12月のJLPTの結果が届き、学生たちに配りました。今日の私のクラスでは、SさんはN2に合格、OさんとJさんはN1に不合格でした。Oさんは総合点では合格点を上回っていたのですが、読解が基準点を下回り、残念な結果になりました。Oさんはなんとなく不満げな顔でした。
合計点がある基準以上なら合格でいいじゃないか、というOさんの考えもわからないでもありませんが、私は各試験科目に穴がない人を合格にするというJLPTの考え方のほうを支持します。いい方向に制度が変わったと思っています。
語学は、コミュニケーションのツールです。KCPでは読む・書く・聞く・話すの四技能の力がバランスよく伸びるように指導をしています。これはどの日本語学校でも同じでしょう。だから、たとえば聞く力が極端に弱いのに、無条件で上級というのはおかしいと思います。「読み書きの力は上級だけど、聞いたり話したりする力はまだ中級だね」、という評価なら妥当だと思います。JLPTの考え方はこれだと思います。
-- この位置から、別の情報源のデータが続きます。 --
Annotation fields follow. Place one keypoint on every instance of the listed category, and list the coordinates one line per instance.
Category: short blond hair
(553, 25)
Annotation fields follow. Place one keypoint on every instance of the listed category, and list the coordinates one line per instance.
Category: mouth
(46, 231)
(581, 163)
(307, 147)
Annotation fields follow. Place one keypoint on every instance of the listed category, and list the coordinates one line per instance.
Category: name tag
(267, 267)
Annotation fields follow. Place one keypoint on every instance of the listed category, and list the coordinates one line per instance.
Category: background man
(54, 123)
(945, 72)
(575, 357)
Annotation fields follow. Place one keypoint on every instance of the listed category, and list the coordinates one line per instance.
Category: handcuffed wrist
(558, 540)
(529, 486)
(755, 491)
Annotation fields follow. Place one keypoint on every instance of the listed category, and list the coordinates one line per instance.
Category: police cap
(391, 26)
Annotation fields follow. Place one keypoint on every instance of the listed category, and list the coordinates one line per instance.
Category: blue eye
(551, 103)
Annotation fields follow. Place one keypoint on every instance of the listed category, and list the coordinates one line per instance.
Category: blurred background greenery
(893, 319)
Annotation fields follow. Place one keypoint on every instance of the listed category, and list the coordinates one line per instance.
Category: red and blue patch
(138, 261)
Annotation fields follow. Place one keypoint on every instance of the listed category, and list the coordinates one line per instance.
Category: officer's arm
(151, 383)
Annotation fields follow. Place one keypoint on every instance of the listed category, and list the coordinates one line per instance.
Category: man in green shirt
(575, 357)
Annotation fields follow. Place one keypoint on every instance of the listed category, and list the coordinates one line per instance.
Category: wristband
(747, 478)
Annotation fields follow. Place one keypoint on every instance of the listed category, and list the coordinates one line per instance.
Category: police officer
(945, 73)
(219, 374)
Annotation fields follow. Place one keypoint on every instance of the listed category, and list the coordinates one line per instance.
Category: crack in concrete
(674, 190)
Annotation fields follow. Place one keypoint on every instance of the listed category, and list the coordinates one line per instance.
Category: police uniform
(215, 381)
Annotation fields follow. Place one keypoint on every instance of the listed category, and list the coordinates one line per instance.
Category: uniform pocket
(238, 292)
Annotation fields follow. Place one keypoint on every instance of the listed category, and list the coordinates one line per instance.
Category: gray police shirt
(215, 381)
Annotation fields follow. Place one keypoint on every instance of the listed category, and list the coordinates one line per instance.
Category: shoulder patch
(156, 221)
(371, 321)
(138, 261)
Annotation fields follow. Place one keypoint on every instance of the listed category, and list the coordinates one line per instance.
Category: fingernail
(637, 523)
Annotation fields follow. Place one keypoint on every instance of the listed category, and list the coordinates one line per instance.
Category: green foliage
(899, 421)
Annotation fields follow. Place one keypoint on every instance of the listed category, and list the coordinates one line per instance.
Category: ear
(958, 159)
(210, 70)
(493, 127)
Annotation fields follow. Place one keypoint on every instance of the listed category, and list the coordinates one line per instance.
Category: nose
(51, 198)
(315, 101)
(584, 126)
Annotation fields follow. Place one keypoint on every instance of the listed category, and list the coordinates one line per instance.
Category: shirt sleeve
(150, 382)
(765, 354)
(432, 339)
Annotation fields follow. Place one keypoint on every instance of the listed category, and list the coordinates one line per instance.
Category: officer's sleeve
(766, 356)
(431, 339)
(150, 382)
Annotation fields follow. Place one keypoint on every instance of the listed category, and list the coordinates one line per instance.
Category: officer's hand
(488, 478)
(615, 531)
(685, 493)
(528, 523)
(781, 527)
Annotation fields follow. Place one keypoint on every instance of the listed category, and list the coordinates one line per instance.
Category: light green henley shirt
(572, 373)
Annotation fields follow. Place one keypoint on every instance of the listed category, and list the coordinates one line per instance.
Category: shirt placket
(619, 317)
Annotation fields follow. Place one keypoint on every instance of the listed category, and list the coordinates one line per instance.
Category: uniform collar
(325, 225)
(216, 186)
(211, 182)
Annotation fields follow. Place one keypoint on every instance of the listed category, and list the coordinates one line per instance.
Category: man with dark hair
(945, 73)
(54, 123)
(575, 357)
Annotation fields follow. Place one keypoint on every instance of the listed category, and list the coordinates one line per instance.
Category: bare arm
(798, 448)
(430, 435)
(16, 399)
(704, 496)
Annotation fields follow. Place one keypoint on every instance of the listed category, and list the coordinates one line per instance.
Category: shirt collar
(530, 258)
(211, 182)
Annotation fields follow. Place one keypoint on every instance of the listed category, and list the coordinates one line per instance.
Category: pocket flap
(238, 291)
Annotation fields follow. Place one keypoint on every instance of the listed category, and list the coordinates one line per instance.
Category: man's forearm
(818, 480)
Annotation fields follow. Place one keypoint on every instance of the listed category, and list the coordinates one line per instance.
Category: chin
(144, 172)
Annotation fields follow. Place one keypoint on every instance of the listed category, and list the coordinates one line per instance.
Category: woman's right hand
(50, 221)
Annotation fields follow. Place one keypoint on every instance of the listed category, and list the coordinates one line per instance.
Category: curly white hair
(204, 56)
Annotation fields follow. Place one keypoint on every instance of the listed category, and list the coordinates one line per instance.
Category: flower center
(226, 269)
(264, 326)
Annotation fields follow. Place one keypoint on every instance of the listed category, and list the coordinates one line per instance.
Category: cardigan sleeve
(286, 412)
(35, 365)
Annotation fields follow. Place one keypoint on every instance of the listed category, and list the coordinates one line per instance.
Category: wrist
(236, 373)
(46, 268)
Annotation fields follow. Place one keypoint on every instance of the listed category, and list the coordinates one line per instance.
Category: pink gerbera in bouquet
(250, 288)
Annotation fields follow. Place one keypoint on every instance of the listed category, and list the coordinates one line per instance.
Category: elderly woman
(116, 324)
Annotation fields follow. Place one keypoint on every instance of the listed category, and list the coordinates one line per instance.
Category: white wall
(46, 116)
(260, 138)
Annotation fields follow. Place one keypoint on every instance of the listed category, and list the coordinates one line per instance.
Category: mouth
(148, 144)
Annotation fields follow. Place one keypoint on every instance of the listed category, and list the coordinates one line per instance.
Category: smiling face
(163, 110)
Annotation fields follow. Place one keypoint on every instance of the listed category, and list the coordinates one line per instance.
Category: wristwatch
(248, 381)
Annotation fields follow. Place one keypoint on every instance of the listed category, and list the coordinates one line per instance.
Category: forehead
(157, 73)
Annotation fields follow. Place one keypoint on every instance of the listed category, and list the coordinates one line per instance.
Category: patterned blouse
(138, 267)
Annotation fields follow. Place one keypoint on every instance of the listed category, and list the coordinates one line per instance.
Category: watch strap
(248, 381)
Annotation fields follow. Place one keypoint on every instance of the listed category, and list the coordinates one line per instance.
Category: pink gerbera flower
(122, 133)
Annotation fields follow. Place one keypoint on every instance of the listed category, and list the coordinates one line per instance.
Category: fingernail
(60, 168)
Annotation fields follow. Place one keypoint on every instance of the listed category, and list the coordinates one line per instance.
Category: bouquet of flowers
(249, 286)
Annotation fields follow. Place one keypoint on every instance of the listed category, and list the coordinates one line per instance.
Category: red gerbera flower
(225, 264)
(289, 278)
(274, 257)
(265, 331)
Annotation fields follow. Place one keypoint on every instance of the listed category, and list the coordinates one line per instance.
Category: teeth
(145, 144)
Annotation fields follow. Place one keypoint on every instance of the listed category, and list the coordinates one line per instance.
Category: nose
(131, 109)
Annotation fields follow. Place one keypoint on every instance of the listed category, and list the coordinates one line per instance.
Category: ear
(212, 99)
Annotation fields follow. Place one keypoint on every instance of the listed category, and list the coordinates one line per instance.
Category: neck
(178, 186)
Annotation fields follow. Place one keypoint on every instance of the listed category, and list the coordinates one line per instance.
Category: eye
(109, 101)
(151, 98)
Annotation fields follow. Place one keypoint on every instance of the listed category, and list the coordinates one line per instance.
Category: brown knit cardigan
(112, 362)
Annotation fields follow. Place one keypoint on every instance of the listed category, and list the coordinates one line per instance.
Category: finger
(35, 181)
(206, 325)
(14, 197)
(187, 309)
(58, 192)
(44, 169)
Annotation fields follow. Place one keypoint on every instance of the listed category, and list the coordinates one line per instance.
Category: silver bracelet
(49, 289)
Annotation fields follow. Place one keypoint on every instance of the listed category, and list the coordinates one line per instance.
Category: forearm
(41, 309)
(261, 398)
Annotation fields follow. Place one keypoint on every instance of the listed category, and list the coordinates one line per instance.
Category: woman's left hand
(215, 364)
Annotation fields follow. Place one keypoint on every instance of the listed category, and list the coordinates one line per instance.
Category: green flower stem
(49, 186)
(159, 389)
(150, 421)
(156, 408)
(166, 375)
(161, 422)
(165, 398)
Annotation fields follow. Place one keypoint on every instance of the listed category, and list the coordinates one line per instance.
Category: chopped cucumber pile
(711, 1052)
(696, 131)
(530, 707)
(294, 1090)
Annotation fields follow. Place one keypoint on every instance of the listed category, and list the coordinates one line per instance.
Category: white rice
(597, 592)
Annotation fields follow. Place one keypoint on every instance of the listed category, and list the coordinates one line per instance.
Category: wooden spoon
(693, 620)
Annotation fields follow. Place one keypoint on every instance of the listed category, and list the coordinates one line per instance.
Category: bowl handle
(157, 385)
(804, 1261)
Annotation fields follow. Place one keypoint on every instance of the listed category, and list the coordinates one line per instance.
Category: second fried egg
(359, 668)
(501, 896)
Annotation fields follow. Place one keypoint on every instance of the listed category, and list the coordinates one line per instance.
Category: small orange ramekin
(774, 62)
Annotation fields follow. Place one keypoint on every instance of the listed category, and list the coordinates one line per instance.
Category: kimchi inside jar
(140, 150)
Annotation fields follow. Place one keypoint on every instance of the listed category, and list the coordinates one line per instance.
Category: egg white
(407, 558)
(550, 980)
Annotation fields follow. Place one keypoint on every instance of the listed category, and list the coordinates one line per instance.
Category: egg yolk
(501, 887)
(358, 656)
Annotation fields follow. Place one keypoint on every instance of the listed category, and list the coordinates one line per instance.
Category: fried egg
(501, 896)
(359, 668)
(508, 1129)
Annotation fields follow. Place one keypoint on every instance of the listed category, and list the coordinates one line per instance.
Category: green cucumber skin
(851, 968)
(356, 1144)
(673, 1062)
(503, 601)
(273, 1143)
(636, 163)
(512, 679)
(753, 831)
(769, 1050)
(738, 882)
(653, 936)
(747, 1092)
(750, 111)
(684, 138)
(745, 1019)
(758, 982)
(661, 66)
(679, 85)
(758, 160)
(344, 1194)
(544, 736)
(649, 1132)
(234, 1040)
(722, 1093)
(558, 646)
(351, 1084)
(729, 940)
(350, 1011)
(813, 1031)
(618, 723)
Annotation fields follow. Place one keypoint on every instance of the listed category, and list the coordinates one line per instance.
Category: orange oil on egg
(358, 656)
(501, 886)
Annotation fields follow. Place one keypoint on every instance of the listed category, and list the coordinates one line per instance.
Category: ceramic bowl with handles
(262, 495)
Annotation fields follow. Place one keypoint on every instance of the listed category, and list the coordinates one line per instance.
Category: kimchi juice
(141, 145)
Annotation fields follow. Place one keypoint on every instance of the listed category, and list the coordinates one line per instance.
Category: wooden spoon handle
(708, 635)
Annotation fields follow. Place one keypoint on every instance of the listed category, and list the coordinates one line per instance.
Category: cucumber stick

だから、いずれは、「読み書きの勉強はもう十分だから、聞いたり話したりする力を伸ばして、全体として上級レベルになりたい」なんていう要望に応えていくようなカリキュラムも必要になってくるでしょう。四技能セットじゃなくて、ばら売りを望むような学生も表れてくるのではないでしょうか。そうなると、授業のあり方も今とはかなり違ったものにしていく必要があります。
Oさんは、授業をしていても読解の力が弱いと思います。確かに今は上級のクラスに在籍していますが、その壁を越えない限りだれもが認める「上級」とは言えないでしょう。Oさんは大学進学が決まっています。大学に進学しても、真の上級を目指して、日本語の勉強に力を入れていってもらいたいところです。